Coinbase Chief Legal Officer’s Words Fuel XRP Community’s Hope for a Relisting
The XRP community is getting excited about the possibility of a relisting after Paul Grewal, the Chief Legal Officer of Coinbase, indicated that he welcomed the idea of meeting Stuart Alderoty, the Chief Legal Officer of Ripple, “more often.”
This is the tweet from the Coinbase Chief Legal Officer that has the XRP community buzzing:
Earlier this week, Grewal discussed the conditions for potentially relisting XRP on Coinbase during a conversation with Ash Bennington on the “Crypto Daily Briefing” show by YouTube channel “Real Vision Crypto”. Grewal answered questions about Coinbase’s lawsuit against the US SEC, the legal environment for the US crypto industry, and its regulatory trajectory.
Bennington asked Grewal a question from Eri, a prominent XRP community influencer and host of the “Crypto Eri” YouTube channel, about the potential effect of a court ruling that secondary market sales of XRP are not securities on XRP’s listing on Coinbase.
Grewal highlighted that Coinbase continuously evaluates and reconsiders decisions related to asset listings on its platform. He mentioned that the exchange had to suspend XRP trading because of the U.S. SEC’s lawsuit filed in December 2020.

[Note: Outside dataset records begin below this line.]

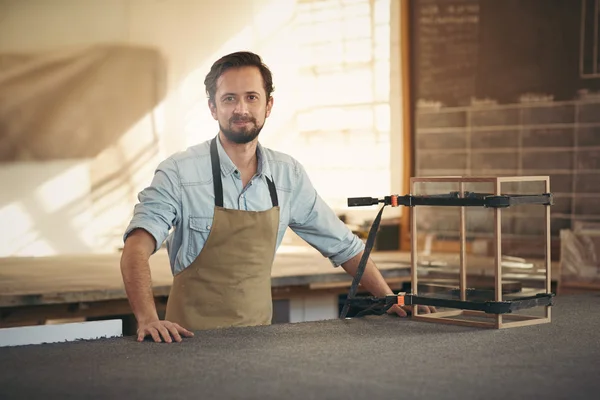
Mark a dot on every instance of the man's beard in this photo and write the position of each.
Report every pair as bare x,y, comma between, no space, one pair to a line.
245,134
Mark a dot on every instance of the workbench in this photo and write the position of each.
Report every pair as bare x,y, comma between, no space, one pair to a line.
374,357
34,290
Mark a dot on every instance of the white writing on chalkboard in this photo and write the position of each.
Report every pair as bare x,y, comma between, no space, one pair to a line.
447,50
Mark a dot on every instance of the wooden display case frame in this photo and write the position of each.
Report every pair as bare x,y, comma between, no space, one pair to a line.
469,317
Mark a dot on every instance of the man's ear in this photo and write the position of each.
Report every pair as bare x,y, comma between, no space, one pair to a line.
213,109
269,106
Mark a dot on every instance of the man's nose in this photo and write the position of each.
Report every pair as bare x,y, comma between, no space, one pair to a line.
241,107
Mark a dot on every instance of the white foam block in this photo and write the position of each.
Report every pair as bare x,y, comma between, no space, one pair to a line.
39,334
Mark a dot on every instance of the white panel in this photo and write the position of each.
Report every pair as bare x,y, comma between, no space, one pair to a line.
39,334
315,307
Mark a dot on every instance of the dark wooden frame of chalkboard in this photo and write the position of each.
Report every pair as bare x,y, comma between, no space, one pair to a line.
519,49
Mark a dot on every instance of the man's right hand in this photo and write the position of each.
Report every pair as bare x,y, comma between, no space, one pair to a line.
162,331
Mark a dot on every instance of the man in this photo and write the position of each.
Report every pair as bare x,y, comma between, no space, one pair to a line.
229,201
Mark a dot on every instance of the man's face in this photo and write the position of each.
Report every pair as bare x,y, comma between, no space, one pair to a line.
241,106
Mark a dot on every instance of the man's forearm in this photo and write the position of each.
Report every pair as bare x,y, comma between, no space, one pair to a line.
371,280
135,269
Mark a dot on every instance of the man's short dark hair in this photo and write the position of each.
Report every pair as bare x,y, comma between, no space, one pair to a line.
237,60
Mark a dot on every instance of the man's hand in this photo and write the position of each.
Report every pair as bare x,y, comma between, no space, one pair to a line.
406,310
166,329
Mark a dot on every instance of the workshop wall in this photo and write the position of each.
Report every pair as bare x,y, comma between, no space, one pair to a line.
510,88
118,86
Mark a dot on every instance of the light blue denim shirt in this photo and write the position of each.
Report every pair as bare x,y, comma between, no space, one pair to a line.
181,196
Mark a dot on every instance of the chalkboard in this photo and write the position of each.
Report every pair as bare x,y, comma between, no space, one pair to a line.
468,50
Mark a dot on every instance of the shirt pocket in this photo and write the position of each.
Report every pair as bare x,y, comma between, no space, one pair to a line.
198,234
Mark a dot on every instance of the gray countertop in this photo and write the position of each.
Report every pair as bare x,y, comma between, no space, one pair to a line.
367,358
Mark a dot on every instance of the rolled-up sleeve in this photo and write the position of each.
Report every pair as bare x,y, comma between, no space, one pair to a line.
159,206
315,222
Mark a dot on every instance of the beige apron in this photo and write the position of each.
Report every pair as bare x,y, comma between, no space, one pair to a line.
229,282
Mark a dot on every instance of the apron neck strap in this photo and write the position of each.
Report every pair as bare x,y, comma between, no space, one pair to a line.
218,183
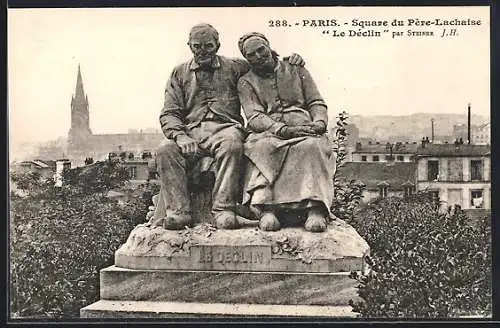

While XRP remains in litigation two years later, Grewal emphasized that the Coinbase team is closely monitoring Judge Analisa Torres’ decision on the case. However, Grewal clarified that a favorable ruling for XRP would not guarantee its relisting on Coinbase. He explained that Coinbase would assess the judge’s ruling, consider any subsequent appeals, and weigh the court’s decision before making any choices about relisting XRP.
https://youtube.com/watch?v=IwtlbCPkotc%3Ffeature%3Doembed
On 2 April 2023, John Deaton, a well-regarded attorney closely following the U.S. SEC’s lawsuit against Ripple, offered his perspective on why XRP and ETH should not be classified as securities.
Deaton, the Managing Partner of Deaton Law Firm, founded CryptoLaw, a website dedicated to U.S. legal and regulatory updates for digital asset holders, and hosts the CryptoLaw YouTube channel.
In a series of tweets, Deaton explained the key concepts related to securities and their applicability to digital assets for his 258K followers.
Deaton first addressed the frequently misunderstood legal term “investment contract” and the incorrect application of the Howey Test on social media. He referred to the Securities Act of 1933, which defines “security” but does not specifically include digital assets or software code. Deaton contends that in SEC cases involving digital assets like Telegram, Kik, LBRY, and Ripple, the relevant term is “investment contract.”
According to Deaton, the Howey Test suggests that a digital asset or cryptocurrency (software code) is not a security on its own. However, he admits that it can be promoted, offered, or sold as an investment contract, which could be classified as a security. Deaton emphasized that the GRAM token, XRP, and ETH are not securities, even though the ETH ICO was an unregistered securities offering, and Ripple may have occasionally offered or sold XRP as an unregistered security.
He stressed that the underlying asset – the digital code – is not a security, and there has never been a case in U.S. history where a secondary sale of such an asset was deemed a security. Deaton provided the example of the Howey Test, explaining that if an investor had sold the orange grove (from the Howey case) to a second buyer with no knowledge of the Howey Company, the subsequent sale would not be considered a security.
Deaton argued that even if the $ETH ICO was a securities offering or Ripple sold $XRP as a security between 2013 and 2018, neither ETH nor XRP is a security. He noted that all altcoins could be considered securities when first distributed, whether through an ICO or otherwise.
In closing, Deaton called on the industry to prevent the SEC and Bitcoin advocates from taking an unconstitutional shortcut by labeling tokens as securities.
Coinbase’s Chief Legal Officer concurred with Deaton’s view that secondary sales of digital assets should not be considered securities since there is no investment contract.